President Reagan's first official act -- a freeze on federal hiring -- seems destined to cut the payroll, but not necessarily the scale and inefficiency of a government which he claimed in his inaugural address "shows signs of having grown beyond the consent of the governed."
It is estimated that the ban on the hiring of civilian employees by all federal executive departments and agencies, ordered by the President within an hour after being sworn into office, could reduce through attrition in the coming year up to 10 percent of the 2.1 million permanent full-time federal jobs.
That would accelerate a shrinking of the federal work force started by Jimmy Carter, whose partial hiring freeze -- allowing the replacement of only one of every two departing workers -- helped trim government employment by some 400,000 .
An initial wave of retirements by 60,000 to 100,000 US employees, many of them seniors managers, is expected in the next month. The total is likely to be swelled by coming raises in federal retirement benefits.
But recent experience indicates that the mere fact of having fewer government workers does not necessarily mean that the federal establishment will engage in fewer activities, provide work for fewer persons, or perform more efficiently.

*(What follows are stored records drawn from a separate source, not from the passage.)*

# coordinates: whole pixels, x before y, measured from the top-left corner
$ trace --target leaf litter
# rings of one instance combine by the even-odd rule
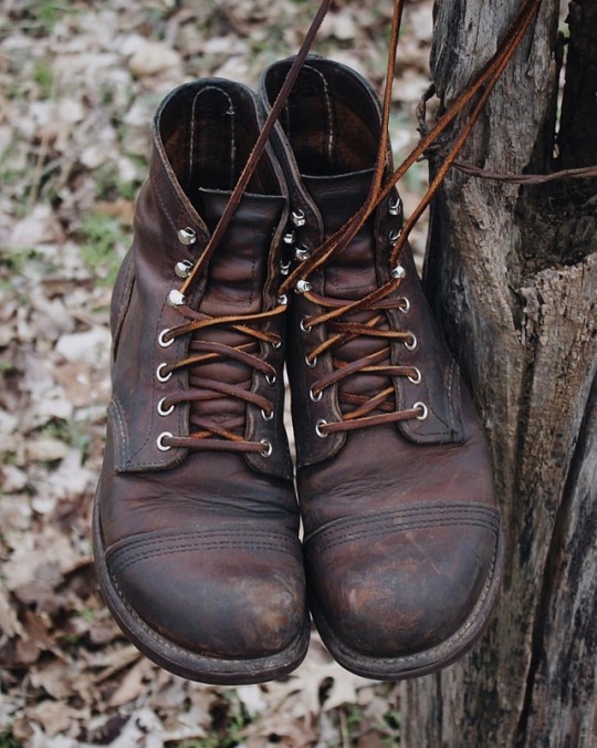
[[[130,239],[156,106],[192,77],[255,85],[313,0],[6,0],[0,9],[0,746],[399,744],[397,686],[317,634],[287,678],[224,688],[150,663],[95,582],[91,505],[109,398],[111,284]],[[406,3],[392,116],[417,143],[431,1]],[[391,3],[337,0],[315,50],[380,90]],[[402,186],[407,211],[425,184]],[[413,237],[419,256],[425,228]]]

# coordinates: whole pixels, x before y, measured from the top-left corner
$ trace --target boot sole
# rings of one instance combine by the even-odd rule
[[[323,643],[347,671],[377,681],[417,678],[439,671],[461,657],[485,632],[499,596],[504,565],[504,542],[500,531],[491,574],[483,593],[465,623],[449,638],[429,650],[400,657],[371,657],[347,646],[335,633],[317,602],[310,598],[313,621]],[[308,588],[308,583],[307,583]]]
[[[305,616],[301,633],[289,647],[266,657],[251,659],[209,657],[168,641],[137,615],[112,581],[105,561],[97,497],[94,501],[92,530],[95,570],[104,601],[123,633],[156,665],[189,681],[235,686],[283,677],[304,659],[311,636],[308,616]]]

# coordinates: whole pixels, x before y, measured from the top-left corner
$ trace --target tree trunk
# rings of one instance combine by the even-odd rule
[[[519,1],[436,2],[444,104]],[[570,3],[556,133],[558,11],[544,0],[462,160],[519,174],[597,162],[597,3]],[[507,561],[481,643],[402,684],[407,748],[597,745],[596,237],[595,179],[520,186],[452,169],[433,207],[426,284],[491,441]]]

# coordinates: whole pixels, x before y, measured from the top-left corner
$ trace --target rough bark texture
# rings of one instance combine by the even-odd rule
[[[517,4],[436,3],[432,73],[446,104]],[[559,162],[555,0],[544,0],[463,160],[501,173],[595,163],[594,0],[575,0],[570,19]],[[596,187],[452,172],[434,205],[427,288],[486,426],[509,551],[483,641],[402,685],[407,748],[596,745]]]

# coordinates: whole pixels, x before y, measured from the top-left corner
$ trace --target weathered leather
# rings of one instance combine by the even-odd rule
[[[186,322],[168,302],[181,284],[175,266],[203,251],[260,123],[254,95],[219,79],[186,84],[164,101],[111,315],[113,398],[94,519],[100,582],[139,648],[179,675],[213,683],[287,673],[308,643],[298,509],[282,423],[284,315],[255,325],[282,341],[258,343],[275,381],[222,357],[176,368],[165,382],[156,375],[205,341],[251,344],[232,325],[167,345],[159,337]],[[268,149],[188,305],[210,316],[276,307],[286,222],[285,183]],[[192,229],[196,241],[182,243],[180,229]],[[273,417],[226,394],[178,399],[160,415],[163,398],[192,395],[198,377],[263,395]],[[158,448],[164,432],[188,437],[206,417],[231,430],[243,424],[239,436],[266,440],[271,456]]]
[[[286,60],[265,71],[266,108],[289,65]],[[305,212],[296,245],[317,247],[363,205],[379,137],[380,107],[370,86],[344,65],[310,56],[272,139],[289,180],[291,211]],[[381,204],[352,243],[308,277],[315,293],[357,300],[389,279],[389,235],[402,220],[390,209],[395,200]],[[415,334],[417,344],[408,350],[402,341],[390,342],[381,363],[416,366],[419,384],[359,372],[313,402],[310,388],[335,370],[334,359],[348,364],[383,346],[356,336],[307,366],[306,356],[329,331],[324,324],[301,329],[302,320],[326,311],[302,293],[291,298],[287,354],[314,620],[338,662],[386,678],[436,669],[468,648],[485,626],[502,564],[500,515],[479,419],[408,246],[399,261],[406,276],[394,298],[407,299],[409,308],[405,302],[404,309],[385,310],[383,324]],[[352,320],[363,322],[358,314]],[[388,385],[397,411],[423,403],[427,417],[317,434],[321,419],[341,420],[347,395],[371,395]]]

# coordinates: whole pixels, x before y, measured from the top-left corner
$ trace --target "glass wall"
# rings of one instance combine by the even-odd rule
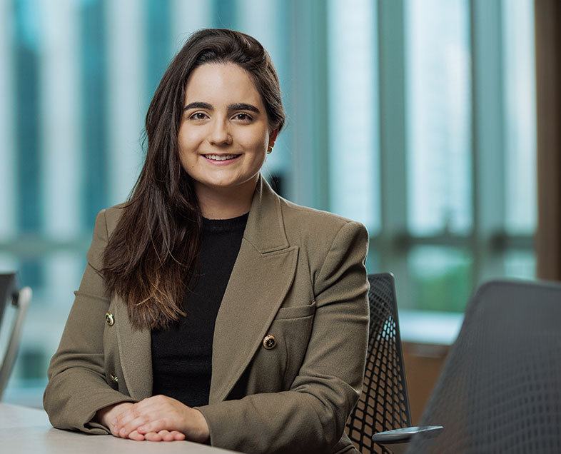
[[[268,49],[288,118],[265,174],[366,225],[402,308],[533,277],[532,4],[0,0],[0,272],[34,290],[6,398],[40,405],[96,214],[126,198],[152,94],[202,27]]]

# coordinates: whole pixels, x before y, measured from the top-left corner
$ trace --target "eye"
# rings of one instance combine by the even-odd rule
[[[206,113],[204,112],[195,112],[189,116],[190,120],[205,120],[208,118]]]
[[[234,120],[239,120],[241,121],[251,121],[253,118],[248,113],[236,113],[234,117]]]

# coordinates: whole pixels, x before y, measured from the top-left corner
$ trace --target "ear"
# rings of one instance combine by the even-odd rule
[[[278,136],[278,128],[273,129],[269,134],[269,146],[275,146],[277,136]]]

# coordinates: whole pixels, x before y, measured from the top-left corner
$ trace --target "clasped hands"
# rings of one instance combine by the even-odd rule
[[[208,425],[203,413],[166,395],[154,395],[131,403],[123,402],[102,408],[95,420],[116,437],[141,441],[208,440]]]

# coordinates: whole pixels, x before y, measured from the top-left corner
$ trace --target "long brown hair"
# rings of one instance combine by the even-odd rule
[[[181,303],[196,268],[201,215],[192,179],[179,161],[178,133],[188,77],[209,63],[246,69],[263,98],[270,128],[280,130],[284,124],[278,78],[256,39],[216,29],[191,35],[150,104],[144,166],[103,254],[108,294],[127,304],[137,328],[166,328],[185,315]]]

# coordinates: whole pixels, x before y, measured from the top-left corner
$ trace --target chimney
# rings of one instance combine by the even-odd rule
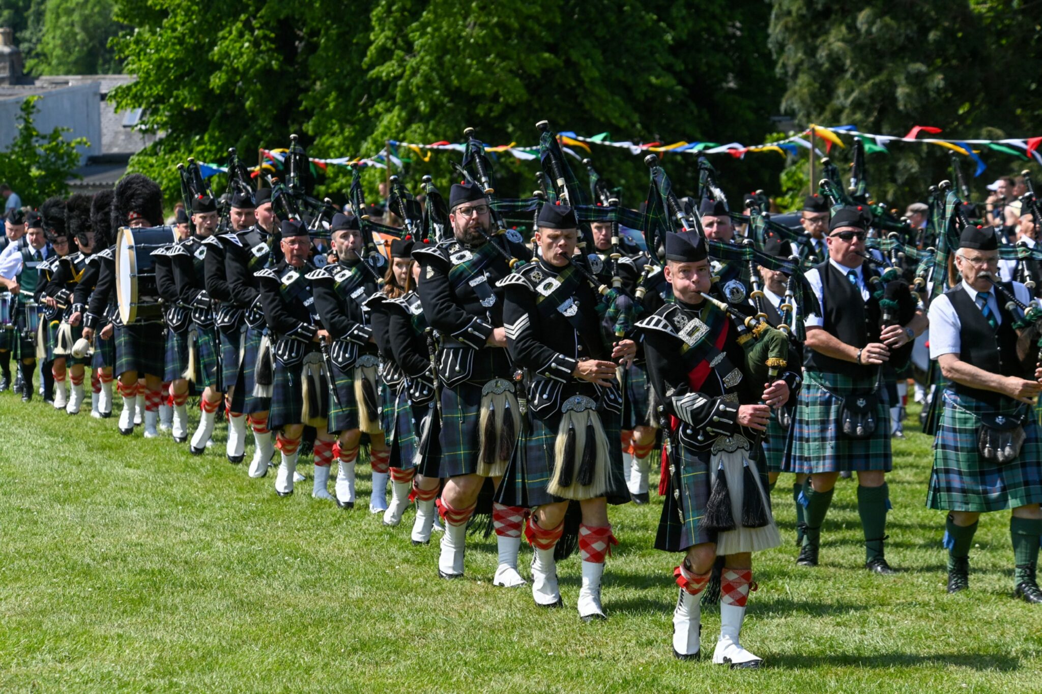
[[[15,45],[15,31],[0,27],[0,85],[10,86],[22,81],[22,51]]]

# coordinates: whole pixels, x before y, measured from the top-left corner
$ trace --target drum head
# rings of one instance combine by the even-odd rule
[[[116,300],[123,325],[138,317],[138,268],[133,254],[133,229],[122,227],[116,234]]]

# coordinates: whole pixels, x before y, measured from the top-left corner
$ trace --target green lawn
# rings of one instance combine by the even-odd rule
[[[89,408],[88,408],[89,409]],[[916,429],[911,418],[909,429]],[[278,498],[216,449],[124,438],[0,395],[2,691],[1039,691],[1042,609],[1013,600],[1009,514],[986,516],[971,590],[944,592],[941,514],[923,507],[929,442],[896,443],[887,556],[861,568],[854,488],[841,481],[821,549],[798,568],[791,478],[774,506],[785,546],[758,555],[743,643],[760,672],[681,663],[670,648],[677,557],[651,548],[661,505],[613,509],[609,620],[575,611],[578,557],[560,567],[565,610],[493,588],[494,538],[467,577],[437,577],[437,538],[415,547],[406,512],[382,528],[311,498]],[[247,448],[247,461],[252,447]],[[302,466],[309,474],[309,466]],[[369,492],[359,469],[359,496]],[[303,493],[301,493],[303,492]],[[530,552],[522,549],[527,575]],[[706,652],[719,617],[703,619]]]

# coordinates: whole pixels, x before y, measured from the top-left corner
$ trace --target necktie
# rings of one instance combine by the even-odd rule
[[[988,319],[988,325],[991,326],[992,330],[998,328],[998,320],[995,319],[995,315],[988,308],[988,298],[990,294],[987,291],[977,292],[977,306],[981,307],[981,312],[984,313],[984,317]]]

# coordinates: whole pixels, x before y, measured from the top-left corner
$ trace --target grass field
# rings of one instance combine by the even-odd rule
[[[440,581],[439,536],[413,546],[412,511],[386,529],[362,507],[312,499],[309,481],[278,498],[272,475],[250,480],[225,462],[223,434],[195,458],[140,429],[124,438],[115,419],[0,394],[0,690],[1042,690],[1042,609],[1010,597],[1009,514],[982,520],[971,589],[947,595],[918,433],[895,443],[896,576],[861,568],[850,481],[837,488],[822,565],[796,567],[782,478],[787,542],[756,556],[742,635],[766,660],[759,672],[673,659],[677,557],[651,548],[653,493],[650,507],[612,510],[610,618],[584,624],[578,557],[560,567],[560,611],[535,607],[527,589],[493,588],[494,538],[471,545],[466,579]],[[368,466],[358,470],[365,498]],[[524,575],[529,560],[523,548]],[[718,614],[703,624],[710,652]]]

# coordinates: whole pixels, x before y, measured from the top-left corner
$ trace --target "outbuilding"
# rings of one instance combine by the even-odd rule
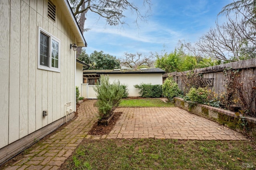
[[[139,90],[134,85],[141,84],[162,85],[162,75],[164,70],[157,68],[134,69],[122,67],[121,69],[103,70],[84,70],[84,78],[83,97],[96,98],[95,92],[92,88],[100,79],[102,75],[108,75],[110,82],[119,81],[121,84],[127,86],[128,97],[141,96]],[[86,92],[84,92],[86,91]]]

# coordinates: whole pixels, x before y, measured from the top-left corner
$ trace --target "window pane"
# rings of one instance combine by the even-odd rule
[[[58,68],[59,43],[54,40],[52,41],[52,66]]]
[[[49,66],[49,37],[40,33],[40,65]]]

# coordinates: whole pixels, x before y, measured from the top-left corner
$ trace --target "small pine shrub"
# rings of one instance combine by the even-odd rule
[[[162,97],[162,85],[141,84],[134,86],[140,90],[141,97],[145,98],[158,98]]]
[[[167,79],[162,86],[163,95],[167,98],[168,101],[173,100],[173,98],[182,96],[182,92],[179,88],[178,84],[170,79]]]
[[[97,83],[94,89],[97,94],[99,120],[107,119],[119,105],[124,90],[119,81],[110,84],[108,76],[104,76],[100,84]]]
[[[77,86],[76,86],[76,103],[78,102],[79,101],[79,94],[80,92],[79,92],[79,87]]]

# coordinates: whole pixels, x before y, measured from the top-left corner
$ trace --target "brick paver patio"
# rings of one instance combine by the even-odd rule
[[[84,138],[246,140],[240,133],[178,107],[118,108],[123,114],[109,135],[87,135],[96,121],[96,101],[81,104],[78,118],[6,169],[58,169]]]

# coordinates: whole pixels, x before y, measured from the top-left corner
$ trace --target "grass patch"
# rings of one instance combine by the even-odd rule
[[[172,103],[165,103],[158,99],[122,99],[119,106],[122,107],[172,107]]]
[[[249,165],[254,169],[253,145],[244,141],[86,139],[61,168],[240,170]]]

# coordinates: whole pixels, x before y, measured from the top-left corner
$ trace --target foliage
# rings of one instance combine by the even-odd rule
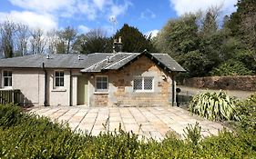
[[[201,93],[189,102],[189,111],[210,120],[239,120],[236,100],[225,92]]]
[[[211,72],[218,72],[216,69],[220,69],[218,73],[220,75],[232,75],[238,72],[237,67],[241,68],[238,75],[255,74],[255,1],[241,0],[237,6],[238,10],[230,17],[224,16],[223,22],[218,6],[170,19],[154,44],[188,70],[187,78],[210,75]],[[225,69],[222,74],[225,66],[233,69],[226,64],[229,60],[239,62],[234,65],[236,70],[228,73]]]
[[[255,133],[242,129],[237,133],[224,130],[218,136],[197,142],[199,126],[189,126],[188,138],[197,144],[195,146],[173,134],[162,142],[138,140],[138,135],[123,131],[98,136],[79,134],[67,124],[24,113],[13,105],[0,105],[0,158],[252,158],[256,155]],[[17,120],[4,124],[14,116]]]
[[[138,28],[129,26],[128,24],[125,24],[120,30],[118,30],[113,38],[118,39],[119,36],[122,37],[123,52],[141,53],[145,49],[151,53],[156,51],[150,41],[150,36],[147,37]]]
[[[183,67],[189,71],[189,76],[201,76],[205,74],[205,68],[210,62],[207,56],[199,50],[187,53],[179,59]]]
[[[57,54],[70,54],[77,39],[77,33],[76,29],[67,26],[57,32],[58,41],[56,44]]]
[[[251,75],[252,71],[249,70],[241,62],[229,60],[221,64],[210,72],[211,75]]]
[[[247,131],[256,130],[256,93],[239,104],[241,126]]]
[[[113,39],[101,29],[93,29],[77,37],[75,49],[81,54],[111,53]]]
[[[187,141],[190,142],[193,145],[197,145],[201,139],[201,127],[198,122],[194,126],[192,124],[189,124],[184,130],[184,136]]]

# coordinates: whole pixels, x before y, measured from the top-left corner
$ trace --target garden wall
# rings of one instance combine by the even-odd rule
[[[197,88],[256,91],[256,75],[194,77],[186,79],[184,85]]]

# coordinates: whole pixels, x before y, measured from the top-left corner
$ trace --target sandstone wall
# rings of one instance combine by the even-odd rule
[[[119,71],[94,74],[108,76],[108,92],[95,92],[95,78],[90,78],[89,101],[92,106],[167,106],[171,104],[172,80],[169,75],[150,59],[141,56]],[[153,76],[152,92],[135,92],[135,76]]]
[[[197,88],[256,91],[256,75],[194,77],[186,79],[184,84]]]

Veterans of past across-the-board hiring restrictions say that, in fact, the cuts often foster inefficiency by opening random gaps in office staffs that cause delays, backups, and misuse of personnel.
One congressional expert on the US Civil Service expects pressure from hamstrung agencies to force the hiring freeze to be thawed "within a year."
Work that government agencies find themselves too undermanned to handle, moreover, often is farmed out to private contractors.
The first effort by the new President to make good on his inaugural pledge to "reverse the growth of government" to "relikely to result in more use of this government-dependent industry of consultants, reseachers, and other experts-for-hire which has grown up to service the federal bureaucracy. This in spite of the fact that Mr. Reagan's order stipulates that outside contracting to circumvent the effects of it "must not be permitted."
"Whenever there is any kind of hiring freeze," says a member of the staff of the Senate Civil Service Subcommittee, "parties spring up around the Beltway."
That Interstate highway encrcirling Washington is the location of many of these consulting firms, known by their detractors as the "the Beltway bandits."
Precise dimensions of the booming industry are elusive, but its tens of thousands of contracts with the government are estimated to cost taxpayers anywhere from $400 million to $9 billion a year.
A series of studies by the General Accounting Office, an investigative arm of Congress, has found one-third of consultant contracts of questionable or marginal value to the agencies. And two-thirds of those examined have involved consultants with potential conflicts of interest.
Legislation opening up consultant-contracting procedures to greater public scrutiny, which foundered on Capitol Hill last year, appears likely to be relaunched in the new Congress.
The new chairman of the Civil Service Subcommittee, Sen. Theodore F. Stevens, (R) of Alaska, is said by an aide to be "interested in pursuing some form of consultant reform."
A tough reform bill was championed by the Democratic chairman of the panel in the last Congress, Sen. David H. Pryor of Arkansas. Although Senator Stevens was a cosponsor of that measure, he is expected to seek a milder version now.